I think it’s more useful to look at why this article is being propagated so powerfully. What is happening socially: why it is being so well received. [...]
.

Well, to begin with, there is the ‘pressure’ that no one in the article, or in the subsequent discussions has touched upon… the commercial interests in making sure that breastfeeding is slagged off at all opportunities.

See? Love it.)

Last, Spilt Milk talks about her step-mom in A mother’s work is… done?

Anyhow, we got to talking a little about mothers and J said to me ‘I don’t feel like a mother anymore. I’m just not a mother anymore. I’m finished with that.’ What she meant was that now that her two biological daughters and I are all grown women, she doesn’t feel the same tugs on the proverbial apron strings and nor does she miss them. She said, simply, ‘I don’t do nurturer anymore.’

What fascinates me about this, and I haven’t quite managed to articulate my thoughts on it, is the idea that this is why we can’t have our entire identities wrapped up in our mothering: because someday, our children will move on, and we will be done with mothering, or at least its active stage. And that’s both normal and good. There’s something refreshingly feminist, and ultimately pro-mother, in that idea to me.

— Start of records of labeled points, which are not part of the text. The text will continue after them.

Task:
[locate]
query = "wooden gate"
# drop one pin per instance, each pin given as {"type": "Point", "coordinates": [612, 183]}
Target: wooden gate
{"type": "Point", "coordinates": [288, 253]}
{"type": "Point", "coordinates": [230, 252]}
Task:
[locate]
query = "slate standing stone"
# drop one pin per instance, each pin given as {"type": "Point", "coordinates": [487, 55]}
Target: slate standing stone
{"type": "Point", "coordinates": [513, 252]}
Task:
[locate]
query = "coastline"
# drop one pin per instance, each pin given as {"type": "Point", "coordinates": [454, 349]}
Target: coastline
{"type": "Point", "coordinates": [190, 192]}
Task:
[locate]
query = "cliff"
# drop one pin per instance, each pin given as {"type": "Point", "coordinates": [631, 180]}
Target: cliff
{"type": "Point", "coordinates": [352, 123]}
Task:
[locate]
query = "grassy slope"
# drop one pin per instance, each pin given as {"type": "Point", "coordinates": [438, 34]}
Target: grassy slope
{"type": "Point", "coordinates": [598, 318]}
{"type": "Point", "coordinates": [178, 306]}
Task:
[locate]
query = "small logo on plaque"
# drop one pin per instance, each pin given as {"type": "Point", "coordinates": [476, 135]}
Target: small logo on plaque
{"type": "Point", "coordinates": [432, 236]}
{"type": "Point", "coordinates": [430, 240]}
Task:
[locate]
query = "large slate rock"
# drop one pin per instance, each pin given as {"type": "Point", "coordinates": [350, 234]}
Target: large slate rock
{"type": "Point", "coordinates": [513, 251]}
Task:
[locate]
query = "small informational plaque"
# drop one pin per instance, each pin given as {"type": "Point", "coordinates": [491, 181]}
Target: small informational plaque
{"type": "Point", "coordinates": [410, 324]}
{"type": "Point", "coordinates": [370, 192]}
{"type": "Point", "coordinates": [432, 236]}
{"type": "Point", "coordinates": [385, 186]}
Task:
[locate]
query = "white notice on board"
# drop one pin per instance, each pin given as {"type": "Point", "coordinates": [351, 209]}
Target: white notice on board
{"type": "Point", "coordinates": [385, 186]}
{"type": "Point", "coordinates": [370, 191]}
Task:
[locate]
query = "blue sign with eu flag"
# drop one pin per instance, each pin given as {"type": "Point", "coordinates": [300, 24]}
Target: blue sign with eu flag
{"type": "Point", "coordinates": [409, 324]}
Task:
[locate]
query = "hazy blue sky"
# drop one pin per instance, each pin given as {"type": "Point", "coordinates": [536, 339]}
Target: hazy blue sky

ETA Missed one! It wasn’t starred, but I mailed it to myself: Shapely Prose had a quick hit up on The nocebo effect:

Fat people are unceasingly told that the size of their bodies will kill them — if not personally by their doctors, families, and acquaintances, then collectively by the media or by strangers. [...] Think about it. Being convinced you’re sick can kill. Being convinced you’re well can cure. If indeed fat folks are iller, can we really be surprised?

There’s already excellent evidence that it is not fat but the damage of repeated weight loss and weight gain that causes the heart damage stereotypical of obesity; there’s also evidence, as discussed in the comments of the thread, that the stress fat people routinely live with chronically (by living in a persecuted body in a fat-phobic society) causes damage to our health; and there’s almost no evidence that the average person — of any size! — can substantially and permanently change their weight: so why, exactly, do we continue to think that shaming people into dieting is “good for them”? Do you really need to ask who I blame? (Hint: it starts with ky, and rhymes with patriarchy.)

So, anything you think I might have missed in my massive Reader skimming and “Mark all read”-clicking spree? Post a link — or several — in the comments please!

4 comments to Now that I’m caught up in Google Reader…

  • Ruth Moss

    Do you really need to ask who I blame? (Hint: it starts with ky, and rhymes with patriarchy.)

    ha ha I fucking love you Arwyn!!

  • Angela Burdick

    I just stumbled across your blog via MDC and wanted to say great blog and I look forward to reading more!

    I have to disagree somewhat with the statement regarding obesity. I do agree that they are discriminated against and their choices are their own– they shouldn’t be criticized. I’m also anti-dieting. But I would like to see people start coming over to a more natural food lifestyle opposed to a fast food lifestyle. Most of the things people eat today (obese or not) can hardly be called food and if they are having health problems, my money is on what they are eating rather than because someone is telling them they are ill.

  • Arwyn

    Ruth – thanks! :D

    Angela – I don’t disagree with you about the connection between health and what we eat (although almost all studies show a much stronger effect between our health and how much we move), but the problem is the topic of obesity and size discrimination and the topic of health and food are two totally different topics. One can be any size and eat super healthy and be super healthy; one can be any size and eat junk and be in poor health. And, because the correlation between food and health is minor compared to factors like genetics, exercise, history, and others, one can eat junk and be in great shape or eat great and be in junky shape. Fat acceptance is only trying to get us to look at all these factors separately, rather than saying fat=lazy donut scarfing slob, or fat=definitely unhealthy. The truth is health is so much more complicated, and the only thing fat equals is fat.